В привокзальном скверике стояла статуя ядрёной бабы в чём мать родила. Фоминых плюнул с досады, ушёл в дальние кусты – от греха подальше. Рассея, называется! Ни единого бюста Ленина, ни Маркса даже по дороге ни разу не попалось! Ещё, небось, культурными людьми себя считают! Дураку ведь известно, что баб голых при капитализме делали, а советское искусство должно быть пролетарским. А иначе, как сейчас – раз, и все мозги набекрень!

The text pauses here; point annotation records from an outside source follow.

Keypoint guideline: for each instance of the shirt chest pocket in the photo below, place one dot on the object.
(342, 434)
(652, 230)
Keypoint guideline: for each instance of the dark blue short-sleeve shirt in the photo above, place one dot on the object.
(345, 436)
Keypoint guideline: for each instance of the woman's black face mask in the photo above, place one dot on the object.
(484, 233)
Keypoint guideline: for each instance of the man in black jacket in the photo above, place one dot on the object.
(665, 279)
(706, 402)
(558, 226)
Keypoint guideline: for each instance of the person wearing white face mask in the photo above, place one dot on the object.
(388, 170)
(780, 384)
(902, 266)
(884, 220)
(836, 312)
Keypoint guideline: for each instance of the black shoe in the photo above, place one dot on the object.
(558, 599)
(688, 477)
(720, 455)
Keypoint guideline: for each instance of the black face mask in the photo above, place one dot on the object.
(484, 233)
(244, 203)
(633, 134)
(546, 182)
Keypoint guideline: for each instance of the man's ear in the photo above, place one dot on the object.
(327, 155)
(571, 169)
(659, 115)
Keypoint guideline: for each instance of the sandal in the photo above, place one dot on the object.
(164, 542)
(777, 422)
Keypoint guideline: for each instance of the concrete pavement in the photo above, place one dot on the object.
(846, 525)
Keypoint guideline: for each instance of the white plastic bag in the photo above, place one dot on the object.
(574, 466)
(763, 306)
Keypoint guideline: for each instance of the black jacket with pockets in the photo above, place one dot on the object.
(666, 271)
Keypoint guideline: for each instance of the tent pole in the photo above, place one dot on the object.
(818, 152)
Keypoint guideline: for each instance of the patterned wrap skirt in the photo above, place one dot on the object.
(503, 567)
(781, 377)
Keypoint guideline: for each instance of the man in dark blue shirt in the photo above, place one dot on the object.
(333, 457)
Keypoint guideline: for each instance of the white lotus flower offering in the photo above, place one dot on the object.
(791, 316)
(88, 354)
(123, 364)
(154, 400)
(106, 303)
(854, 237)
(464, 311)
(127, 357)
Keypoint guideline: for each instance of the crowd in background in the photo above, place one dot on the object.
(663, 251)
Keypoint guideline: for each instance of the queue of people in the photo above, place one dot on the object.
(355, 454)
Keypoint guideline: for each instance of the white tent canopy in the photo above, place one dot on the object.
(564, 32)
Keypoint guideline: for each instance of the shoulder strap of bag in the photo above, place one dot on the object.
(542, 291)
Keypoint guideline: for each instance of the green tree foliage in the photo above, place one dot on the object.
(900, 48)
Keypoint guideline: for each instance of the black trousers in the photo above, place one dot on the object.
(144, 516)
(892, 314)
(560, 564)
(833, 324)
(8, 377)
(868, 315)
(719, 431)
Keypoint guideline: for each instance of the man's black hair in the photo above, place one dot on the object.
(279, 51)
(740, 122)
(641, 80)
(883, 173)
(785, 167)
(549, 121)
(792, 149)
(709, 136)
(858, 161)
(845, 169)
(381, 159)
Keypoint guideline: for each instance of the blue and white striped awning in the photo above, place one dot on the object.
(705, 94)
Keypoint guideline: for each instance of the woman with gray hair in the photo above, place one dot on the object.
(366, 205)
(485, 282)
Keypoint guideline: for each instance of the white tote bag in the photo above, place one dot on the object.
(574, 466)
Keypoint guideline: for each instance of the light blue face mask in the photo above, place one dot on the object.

Светившая сквозь кусты вывеска отвлекла капитана от мрачных мыслей. Вывеска была написана русскими буквами! Фоминых отодвинул рукой мокрые ветки, разобрал слово «Закусочная» и решительно двинулся туда – дождь вновь потёк слякотно с небес, подгоняя капитана укрыться от непогоды.
В закусочной было безлюдно. Фоминых нерешительно присел за столик – сбоку выскочило меню, от которго слюнки потекли. В больничке на Кавказе кормили сытно и даже вкусно, но не сказать чтоб разнообразно – всё больше какая-то пастила с разными вкусами. Тут же имелись окрошка и расстегаи, суп с грибами и холодец, печёная говядина и курица с мочёной брусникой, медвежатина и севрюга, раки, ватрушки, копчёный сиг и кумир всей русской кулинарии – пробойная белужья икра. Только употребить было нечего; предлагались в основном детские напитки – квас, взвар, морсы разные, минеральные воды и какие-то ещё загадочные «Саяны». Чай предлагался в самоваре, были ещё и кофе двух сортов – с молоком и по-турецки. Удивили Фоминых кисели: они предлагались в списке блюд, а не напитков. Но согревающего так ничего и не нашлось.
Капитан заказал французскую булку, икру и раковое масло, балык, холодец, кулебяку и чай с баранками. В стене щёлкнуло, зашипело; минуту спустя выехал преогромный поднос еды, расписанный под Жостов. Размеры порций поразили воображение Фоминых. Он принялся есть с наслаждением, откусывая огромные куски и думая с неудовольствием о том, что тут, при этом ихнем коммунизме, людишки зажрались сверх всякой меры и не думают уже ни о чём, кроме голых баб в привокзальных сквериках. Интересно, а если провести тут чистку на предмет разложения? Рано, Фоминых, рано! Как бы тебя самого отсюда не вычистили, если дёргаться начнёшь сверх меры! Что тебе тут, жрать невкусно, или обидел кто? Сиди пока и не рыпайся, капитан, мы люди невеликие, ждать приучены, а наше время придёт ещё, тогда и задёргаешься – будь спокоен! Тогда-то ты и получишь свой окончательный расчёт по времени, за всю тягомотину и за все ждалки в этой странной командировке в будущее.